Failover

In most production environments it is expected that the IBM® Application Gateway (IAG) service will be replicated for load balancing and high availability purposes. When a user is switched from one replicated IAG service to another it is important to make this a seamless experience for the user, without requiring them to provide their authentication information again.

There are currently three mechanisms by which the user can be re-authenticated to the IAG service:

Single Sign On from the Identity Provider

If the environment is using an external identity provider (for example, IBM Verify) it is possible to re-establish the IAG session from the current session at the Identity Provider, as depicted in the following diagram:


IDP SSO Flow

Some of the disadvantages of this approach include:

  1. It relies on the user session at the identity provider still being active and available;

  2. Numerous redirects are required during the re-authentication which can slow down the authentication process for the user;

  3. A new session will be established at the replicated IAG which means that the lifetime of the original session will be lost.

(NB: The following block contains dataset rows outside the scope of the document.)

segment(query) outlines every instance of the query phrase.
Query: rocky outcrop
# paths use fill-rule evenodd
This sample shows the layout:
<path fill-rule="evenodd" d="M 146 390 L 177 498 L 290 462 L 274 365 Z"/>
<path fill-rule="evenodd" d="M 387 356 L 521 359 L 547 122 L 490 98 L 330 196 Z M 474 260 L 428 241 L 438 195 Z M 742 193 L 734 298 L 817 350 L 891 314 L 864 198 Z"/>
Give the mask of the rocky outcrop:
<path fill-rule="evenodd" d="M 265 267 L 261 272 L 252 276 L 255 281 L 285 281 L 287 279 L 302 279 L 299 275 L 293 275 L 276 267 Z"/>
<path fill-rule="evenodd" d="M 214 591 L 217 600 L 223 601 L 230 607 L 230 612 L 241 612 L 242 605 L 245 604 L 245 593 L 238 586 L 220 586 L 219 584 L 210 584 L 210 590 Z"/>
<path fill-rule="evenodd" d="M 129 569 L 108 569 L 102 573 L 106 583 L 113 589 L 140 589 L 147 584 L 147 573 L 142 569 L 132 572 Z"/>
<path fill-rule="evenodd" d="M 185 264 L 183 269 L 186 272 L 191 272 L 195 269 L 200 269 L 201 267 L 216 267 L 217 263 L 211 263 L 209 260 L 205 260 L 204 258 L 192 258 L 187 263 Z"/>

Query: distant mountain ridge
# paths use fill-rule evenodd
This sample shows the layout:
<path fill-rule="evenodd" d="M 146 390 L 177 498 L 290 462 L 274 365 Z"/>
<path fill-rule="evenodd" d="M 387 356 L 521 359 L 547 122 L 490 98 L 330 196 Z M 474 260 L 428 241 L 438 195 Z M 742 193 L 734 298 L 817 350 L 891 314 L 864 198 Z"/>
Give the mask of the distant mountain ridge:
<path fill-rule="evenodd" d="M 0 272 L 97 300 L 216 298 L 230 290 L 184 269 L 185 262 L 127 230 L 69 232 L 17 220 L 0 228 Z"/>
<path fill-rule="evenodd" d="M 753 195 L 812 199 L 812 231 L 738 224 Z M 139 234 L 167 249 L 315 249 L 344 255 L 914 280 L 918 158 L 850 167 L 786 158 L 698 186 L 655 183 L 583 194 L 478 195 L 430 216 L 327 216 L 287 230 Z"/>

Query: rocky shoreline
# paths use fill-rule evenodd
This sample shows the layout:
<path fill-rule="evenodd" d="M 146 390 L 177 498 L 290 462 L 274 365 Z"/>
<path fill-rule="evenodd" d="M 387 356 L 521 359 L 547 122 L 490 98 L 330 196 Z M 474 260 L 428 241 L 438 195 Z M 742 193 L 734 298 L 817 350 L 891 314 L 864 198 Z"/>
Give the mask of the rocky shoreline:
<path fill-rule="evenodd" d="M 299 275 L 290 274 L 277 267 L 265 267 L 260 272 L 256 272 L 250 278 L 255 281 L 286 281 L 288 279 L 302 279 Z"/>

The session at each replicated IAG service will potentially have a different lifetime.

Distributed Sessions using a Redis server

Redis is an in-memory data structure store, used as a distributed, in-memory key–value database, cache and message broker, with optional durability. It can be used in an IAG environment to store session information and then make this session information available to other IAG instances.

Further information on using Redis to distrubute session information can be found in the Sharing Sessions Between Containers topic.